ACT UP/CHICAGO

ORGANIZATION | Inducted 2000

ACT UP/Chicago was the local chapter of the AIDS Coalition To Unleash Power, a national organization committed to using direct action and civil disobedience to fight AIDS. It challenged both institutional responses to AIDS and homophobic discrimination.

The earliest responses to the epidemic were silence, fear, homophobia, neglect, and measures that penalized rather than assisted people with AIDS (PWAs). ACT UP advocated for PWAs through large demonstrations, creative zaps, agitprop campaigns, and meetings with medical professionals and government officials. ACT UP had a profound effect on the lives of lesbian, gay, bisexual, and transgendered persons, challenging institutional responses to AIDS as well as homophobic discrimination.

The Chicago chapter’s roots went back to 1987, when DAGMAR (Dykes and Gay Men Against Racism and Repression) protested then-Governor Thompson’s perceived support for repressive AIDS laws. In 1988, DAGMAR and CFOR (Chicago for Our Rights) formed C-FAR (Chicago for AIDS Rights), which evolved into ACT UP/Chicago, a group comprising PWAs along with gay, lesbian, bisexual, and non-gay persons, of color and white, who united for the rights of PWAs.

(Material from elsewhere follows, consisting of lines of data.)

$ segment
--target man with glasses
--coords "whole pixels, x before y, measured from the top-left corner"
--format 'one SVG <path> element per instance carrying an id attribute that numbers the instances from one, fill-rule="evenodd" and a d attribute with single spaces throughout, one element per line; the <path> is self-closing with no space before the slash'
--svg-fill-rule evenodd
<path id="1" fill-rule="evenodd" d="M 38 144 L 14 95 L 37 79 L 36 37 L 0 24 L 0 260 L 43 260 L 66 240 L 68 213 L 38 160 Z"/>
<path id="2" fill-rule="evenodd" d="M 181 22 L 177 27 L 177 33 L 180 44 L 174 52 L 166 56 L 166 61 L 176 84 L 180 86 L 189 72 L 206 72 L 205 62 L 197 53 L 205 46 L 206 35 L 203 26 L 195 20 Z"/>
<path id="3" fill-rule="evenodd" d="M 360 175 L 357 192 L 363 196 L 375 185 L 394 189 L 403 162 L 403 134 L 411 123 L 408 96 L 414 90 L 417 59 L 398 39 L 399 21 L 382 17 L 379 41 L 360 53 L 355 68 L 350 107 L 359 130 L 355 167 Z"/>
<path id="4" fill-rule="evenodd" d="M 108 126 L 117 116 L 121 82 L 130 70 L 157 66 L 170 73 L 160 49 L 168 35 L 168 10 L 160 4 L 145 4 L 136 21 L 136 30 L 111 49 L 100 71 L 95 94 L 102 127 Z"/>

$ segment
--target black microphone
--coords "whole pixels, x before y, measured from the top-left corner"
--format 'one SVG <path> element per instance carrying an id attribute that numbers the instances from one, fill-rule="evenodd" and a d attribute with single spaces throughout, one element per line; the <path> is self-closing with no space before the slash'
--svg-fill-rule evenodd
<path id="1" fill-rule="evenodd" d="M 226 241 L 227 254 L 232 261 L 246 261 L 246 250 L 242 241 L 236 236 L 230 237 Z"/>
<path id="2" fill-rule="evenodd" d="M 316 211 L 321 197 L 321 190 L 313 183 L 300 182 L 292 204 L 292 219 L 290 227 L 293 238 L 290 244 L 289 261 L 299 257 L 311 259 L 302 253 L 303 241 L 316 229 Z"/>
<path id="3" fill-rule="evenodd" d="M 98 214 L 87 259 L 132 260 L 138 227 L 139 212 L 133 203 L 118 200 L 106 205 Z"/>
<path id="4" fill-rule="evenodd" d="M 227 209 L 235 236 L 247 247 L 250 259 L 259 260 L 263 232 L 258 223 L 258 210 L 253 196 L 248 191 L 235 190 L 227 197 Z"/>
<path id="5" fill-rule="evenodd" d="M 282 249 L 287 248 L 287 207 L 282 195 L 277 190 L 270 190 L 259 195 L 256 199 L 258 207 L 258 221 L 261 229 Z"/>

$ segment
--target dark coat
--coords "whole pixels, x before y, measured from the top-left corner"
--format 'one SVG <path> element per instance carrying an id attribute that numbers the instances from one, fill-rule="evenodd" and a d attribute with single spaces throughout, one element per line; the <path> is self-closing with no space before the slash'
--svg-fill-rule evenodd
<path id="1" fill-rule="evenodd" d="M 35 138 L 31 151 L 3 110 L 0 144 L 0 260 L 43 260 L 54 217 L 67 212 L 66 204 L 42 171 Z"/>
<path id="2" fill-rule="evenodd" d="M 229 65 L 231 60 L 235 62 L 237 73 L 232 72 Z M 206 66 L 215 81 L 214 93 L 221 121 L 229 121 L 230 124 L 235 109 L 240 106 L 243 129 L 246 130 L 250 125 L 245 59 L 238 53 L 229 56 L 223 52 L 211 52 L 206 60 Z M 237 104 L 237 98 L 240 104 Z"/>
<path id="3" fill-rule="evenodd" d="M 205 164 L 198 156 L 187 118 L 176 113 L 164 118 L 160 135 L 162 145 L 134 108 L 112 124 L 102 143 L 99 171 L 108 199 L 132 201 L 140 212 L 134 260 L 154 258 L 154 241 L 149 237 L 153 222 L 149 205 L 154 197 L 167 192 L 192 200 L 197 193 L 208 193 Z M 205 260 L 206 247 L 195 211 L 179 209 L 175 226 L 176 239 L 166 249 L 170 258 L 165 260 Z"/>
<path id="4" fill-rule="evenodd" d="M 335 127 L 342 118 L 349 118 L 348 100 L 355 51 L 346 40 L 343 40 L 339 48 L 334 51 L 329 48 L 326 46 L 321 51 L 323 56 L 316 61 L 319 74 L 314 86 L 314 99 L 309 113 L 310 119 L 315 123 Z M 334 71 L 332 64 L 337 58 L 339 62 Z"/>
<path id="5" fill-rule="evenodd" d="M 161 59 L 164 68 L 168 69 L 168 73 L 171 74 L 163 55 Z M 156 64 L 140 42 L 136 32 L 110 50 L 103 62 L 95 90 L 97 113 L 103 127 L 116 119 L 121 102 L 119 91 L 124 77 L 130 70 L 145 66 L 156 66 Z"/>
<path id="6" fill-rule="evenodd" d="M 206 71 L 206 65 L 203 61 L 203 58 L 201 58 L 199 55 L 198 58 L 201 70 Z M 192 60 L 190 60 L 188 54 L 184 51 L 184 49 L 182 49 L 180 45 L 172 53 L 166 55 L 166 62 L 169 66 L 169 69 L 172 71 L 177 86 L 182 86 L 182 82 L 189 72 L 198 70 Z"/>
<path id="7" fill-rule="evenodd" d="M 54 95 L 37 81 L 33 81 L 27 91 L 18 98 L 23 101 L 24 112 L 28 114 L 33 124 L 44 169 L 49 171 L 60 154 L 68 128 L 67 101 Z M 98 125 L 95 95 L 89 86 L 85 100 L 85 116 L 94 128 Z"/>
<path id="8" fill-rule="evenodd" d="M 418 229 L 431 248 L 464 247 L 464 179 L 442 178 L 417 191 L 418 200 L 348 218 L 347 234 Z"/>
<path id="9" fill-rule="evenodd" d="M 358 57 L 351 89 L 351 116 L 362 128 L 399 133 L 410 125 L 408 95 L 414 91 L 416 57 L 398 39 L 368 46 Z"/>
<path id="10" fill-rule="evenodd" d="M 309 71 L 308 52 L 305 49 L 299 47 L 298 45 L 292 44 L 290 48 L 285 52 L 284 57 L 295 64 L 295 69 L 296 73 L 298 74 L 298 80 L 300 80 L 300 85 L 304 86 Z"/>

ACT UP/Chicago demanded a multifaceted approach to fighting AIDS. Actions helped lead to Chicago’s tripling and Illinois’s doubling their AIDS budgets. ACT UP/Chicago challenged price-gouging by drug manufacturers, forcibly posted sex-positive propaganda to fight public transit officials’ refusal to post Kupona Network’s safe-sex ads, and protested violence and police brutality against PWAs and lesbian, gay, bisexual, and transgendered persons.

ACT UP/Chicago’s most renowned action was a demonstration by over 1,500 AIDS activists from across the nation that targeted public and private health-care systems. It also highlighted insurance discrimination and a call for national health care. A key demand was that Cook County Hospital open its AIDS ward to women. The ward began admitting women the very next day. All of ACT UP’s direct actions were supplemented by highly visible agitprop that educated and entertained.

This induction is posthumous. ACT UP/Chicago died as an organization in 1995. By then, many participants and supporters had died; others had become service providers; still others were exhausted and disillusioned.